We were working out at the California Smokejumpers weight area, which is about two stages below what inmates might have. There was a tour going on for about 10 or so Fire Academy cadets and their instructor. All of these kids were looking sharp in their uniforms, and for some reason, the instructor had them all in a line at parade rest.

They were standing there for about five minutes when Luke started playing with a big piece of pumice that Dorsey Lightner (RDD-89) had brought back to the base. It was about two feet square and weighed about 20 pounds, but looked like it weighed at least 100 pounds.

Luke started lifting it over his head, making it look heavy when one of the other guys said, “Hey Luke, won’t you run with that rock over your head in front of the academy kids.”

Luke got this big grin. You could tell he was thinking about it. He grabbed the rock, picked it up over his head, and started running in place. Then he took off in a straight line about 30 yards, made a left and ran right in front of the academy cadets who were still at a parade rest.

Luke ran right in front of them and kept going with a determined look on his face until he was out of sight. The cadets watched Luke run by them in disbelief. The instructor turned to his cadets and said with a stern voice, “Now that’s a smokejumper.”
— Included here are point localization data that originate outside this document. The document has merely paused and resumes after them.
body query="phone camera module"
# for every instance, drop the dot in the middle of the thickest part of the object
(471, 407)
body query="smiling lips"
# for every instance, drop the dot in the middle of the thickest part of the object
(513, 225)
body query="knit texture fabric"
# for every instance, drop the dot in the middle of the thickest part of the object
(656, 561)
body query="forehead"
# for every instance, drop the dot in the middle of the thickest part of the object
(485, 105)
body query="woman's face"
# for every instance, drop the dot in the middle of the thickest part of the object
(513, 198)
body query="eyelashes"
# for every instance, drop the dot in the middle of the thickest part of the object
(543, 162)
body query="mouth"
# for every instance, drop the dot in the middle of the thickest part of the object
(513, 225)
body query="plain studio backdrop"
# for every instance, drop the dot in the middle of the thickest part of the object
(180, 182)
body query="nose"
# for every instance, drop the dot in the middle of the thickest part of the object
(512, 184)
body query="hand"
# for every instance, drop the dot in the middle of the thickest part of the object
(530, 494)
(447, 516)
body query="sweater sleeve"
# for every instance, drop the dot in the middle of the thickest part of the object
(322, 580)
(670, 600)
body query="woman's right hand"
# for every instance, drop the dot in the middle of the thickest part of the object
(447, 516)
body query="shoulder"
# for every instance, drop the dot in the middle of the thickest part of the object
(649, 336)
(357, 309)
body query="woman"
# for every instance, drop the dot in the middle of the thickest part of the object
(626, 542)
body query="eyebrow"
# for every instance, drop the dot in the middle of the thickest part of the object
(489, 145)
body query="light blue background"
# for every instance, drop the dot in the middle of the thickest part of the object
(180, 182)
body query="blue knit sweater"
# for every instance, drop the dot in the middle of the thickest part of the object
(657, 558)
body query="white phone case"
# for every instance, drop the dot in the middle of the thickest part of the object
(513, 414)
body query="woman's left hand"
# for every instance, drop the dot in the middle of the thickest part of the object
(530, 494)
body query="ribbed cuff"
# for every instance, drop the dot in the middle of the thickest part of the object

Luke came back to where we were at the weights with the biggest smile, and we all sat around laughing our asses off.
– Dan Hernandez (RDD-85)

Pure … Luke was pure!! Luke never wavered for what he believed in … not for popularity, not for accolades, not to fit in, or to fit some mold someone thought he should be. Anyone who spent time around Luke knew that he would crawl across broken glass to New York for someone he cared about.

Luke had a consistency, grit, and a calmness to his character that I will never get the opportunity to be around again. It’s not common; it was precious.

It came from being raised in a family rooted in love and acceptance – a family whose power shook every person who attended the service. They laid the foundation for such an impressive man early in his life. Teaching him about teamwork, about compassion, and about the beauty of smiling with those you love.

His work ethic never wavered; he never complained; he never gave up, no matter the challenge – true grit. Luke was the friend everyone is lucky to have in life, even just one. He never judged, never appeased – just truly accepted and cared. He was the son every expecting mother and father dream about. He loved his family … purely … unconditionally … just as they loved him. We all have lost someone special in our life, but we all must be extremely thankful that we got to experience someone purely exceptional also.

Live like Luke … our friend will always be young.